The “shoddy” movie Roger Ebert compared to a satanic ritual: “A big, ungainly device”

Sometimes, a movie is so bad that you can’t help but feel offended by its very existence.

You find yourself disgusted by the fact that a film so terrible, so lazily executed, was conjured up by someone and subsequently funded by a studio, only to end up on a screen in front of you. 

Roger Ebert, whose career as a film critic began in the 1960s and continued until his death in 2013 –making him one of America’s most prominent critical voices – watched a lot of shit during his time, sitting down to watch everything from the new Stanley Kubrick movie to the latest Fast and Furious instalment, watching everything in the name of cinema, which unsurprisingly led him to some pretty offensive excuses for filmmaking.

During his time at the Cannes Film Festival in 1998, he of course found himself in the Palais des Festivals et des Congrès, the main building that the prestigious event calls home, but it was here that Ebert was subjected to a film so awful that he felt as though he was committing an act of movie-going sin, watching something so bad in a place of such cinematic grandeur.

“Going to see Godzilla at the Palais of the Cannes Film Festival is like attending a satanic ritual in St.
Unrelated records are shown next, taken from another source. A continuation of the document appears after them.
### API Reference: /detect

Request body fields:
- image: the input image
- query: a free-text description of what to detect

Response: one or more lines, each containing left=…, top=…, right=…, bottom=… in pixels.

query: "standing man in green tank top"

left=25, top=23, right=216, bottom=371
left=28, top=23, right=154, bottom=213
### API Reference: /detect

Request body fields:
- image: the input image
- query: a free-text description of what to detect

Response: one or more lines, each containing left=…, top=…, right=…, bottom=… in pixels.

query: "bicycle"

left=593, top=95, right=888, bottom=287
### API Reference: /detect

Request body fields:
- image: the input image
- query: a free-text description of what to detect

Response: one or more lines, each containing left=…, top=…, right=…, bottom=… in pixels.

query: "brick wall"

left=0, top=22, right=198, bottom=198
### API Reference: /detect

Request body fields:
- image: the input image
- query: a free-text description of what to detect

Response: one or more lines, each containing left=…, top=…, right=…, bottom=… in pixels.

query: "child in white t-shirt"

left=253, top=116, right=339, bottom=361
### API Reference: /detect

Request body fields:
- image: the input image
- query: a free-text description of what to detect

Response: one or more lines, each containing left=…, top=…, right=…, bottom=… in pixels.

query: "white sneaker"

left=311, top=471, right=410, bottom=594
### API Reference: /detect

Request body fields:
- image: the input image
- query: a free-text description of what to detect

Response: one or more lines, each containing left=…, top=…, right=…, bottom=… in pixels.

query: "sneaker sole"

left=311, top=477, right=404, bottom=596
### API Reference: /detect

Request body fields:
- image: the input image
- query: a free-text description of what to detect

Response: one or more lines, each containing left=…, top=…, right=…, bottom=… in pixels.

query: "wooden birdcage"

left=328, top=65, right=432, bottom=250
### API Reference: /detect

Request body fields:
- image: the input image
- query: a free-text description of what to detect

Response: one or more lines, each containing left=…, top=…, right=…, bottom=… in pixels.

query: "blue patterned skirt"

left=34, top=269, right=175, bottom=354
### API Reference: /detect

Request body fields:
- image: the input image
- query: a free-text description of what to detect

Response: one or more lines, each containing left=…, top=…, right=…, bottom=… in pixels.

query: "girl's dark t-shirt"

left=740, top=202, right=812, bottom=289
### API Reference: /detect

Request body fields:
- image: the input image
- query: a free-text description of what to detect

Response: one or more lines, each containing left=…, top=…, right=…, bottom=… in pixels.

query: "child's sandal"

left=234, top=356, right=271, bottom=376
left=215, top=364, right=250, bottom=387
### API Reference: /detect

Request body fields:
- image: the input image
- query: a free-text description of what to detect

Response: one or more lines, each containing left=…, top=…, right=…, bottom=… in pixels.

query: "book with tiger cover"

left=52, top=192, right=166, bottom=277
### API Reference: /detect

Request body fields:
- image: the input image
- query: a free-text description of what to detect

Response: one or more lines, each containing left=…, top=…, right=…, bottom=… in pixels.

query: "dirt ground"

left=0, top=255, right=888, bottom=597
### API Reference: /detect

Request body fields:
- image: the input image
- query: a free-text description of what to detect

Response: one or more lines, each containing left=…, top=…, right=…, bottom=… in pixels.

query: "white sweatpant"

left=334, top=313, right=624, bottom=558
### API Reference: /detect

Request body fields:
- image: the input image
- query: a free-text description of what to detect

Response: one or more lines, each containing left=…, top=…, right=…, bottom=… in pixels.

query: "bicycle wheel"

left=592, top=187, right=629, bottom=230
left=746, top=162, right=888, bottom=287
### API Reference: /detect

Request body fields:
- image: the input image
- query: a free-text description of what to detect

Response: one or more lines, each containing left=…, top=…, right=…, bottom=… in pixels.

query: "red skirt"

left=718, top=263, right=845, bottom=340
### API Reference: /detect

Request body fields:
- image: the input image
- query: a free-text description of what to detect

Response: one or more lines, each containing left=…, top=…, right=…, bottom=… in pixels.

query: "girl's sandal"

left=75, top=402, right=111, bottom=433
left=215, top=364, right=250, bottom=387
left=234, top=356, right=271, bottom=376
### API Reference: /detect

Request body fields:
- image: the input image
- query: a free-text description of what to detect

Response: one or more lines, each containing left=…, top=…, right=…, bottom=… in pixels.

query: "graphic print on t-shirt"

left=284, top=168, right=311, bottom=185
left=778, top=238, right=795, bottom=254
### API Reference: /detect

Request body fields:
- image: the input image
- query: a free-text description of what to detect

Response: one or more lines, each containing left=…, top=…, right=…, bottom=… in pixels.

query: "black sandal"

Peter’s Basilica. It’s a rebuke to the faith that the building represents,” he wrote in his review of the Roland Emmerich-directed movie. Calling it “a big, ugly, ungainly device to give teenagers the impression they are seeing a movie,” Ebert decried this lazy excuse for cinema, shot primarily at night to hide just how “shoddy” the special effects were.

“Steven Spielberg opened Jurassic Park by giving us a good, long look at the dinosaurs in full sunlight, and our imaginations leapt up. Godzilla hops out of sight like a camera-shy kangaroo,” Ebert wrote. When a movie like Jurassic Park comes along, it’s easy to see why it becomes so popular. Pulling out all the stops, with an unforgettable score and innovative special effects, Jurassic Park gets the sci-fi adventure genre just right – and the proof is in its enduring popularity all these years later.

Godzilla, on the other hand, came as a poorly-made cash-grab, hoping to hop on the trend and carry on the pre-existing source material’s legacy. But it just didn’t work. There are no truly memorable characters or emotional stakes. Ebert added, “One must carefully repress intelligent thought while watching such a film. The movie makes no sense at all except as a careless pastiche of its betters.”

While the movie wasn’t exactly adored by critics, Godzilla somehow became incredibly popular at the box office. I guess people can’t get enough of a big monster movie that revels in blockbuster action, but I’m sure many viewers soon realised that they were sitting in front of a movie that was all bark and no bite. You need more than a huge creature to create a monster movie that actually leaves an impact.

Ebert summed up his review with some pretty telling descriptors – “cold-hearted, “mechanistic,” “sterile” – suggesting that the film was “so starved for emotion or wit.” Clearly, he found the older Godzilla movies much more worthwhile.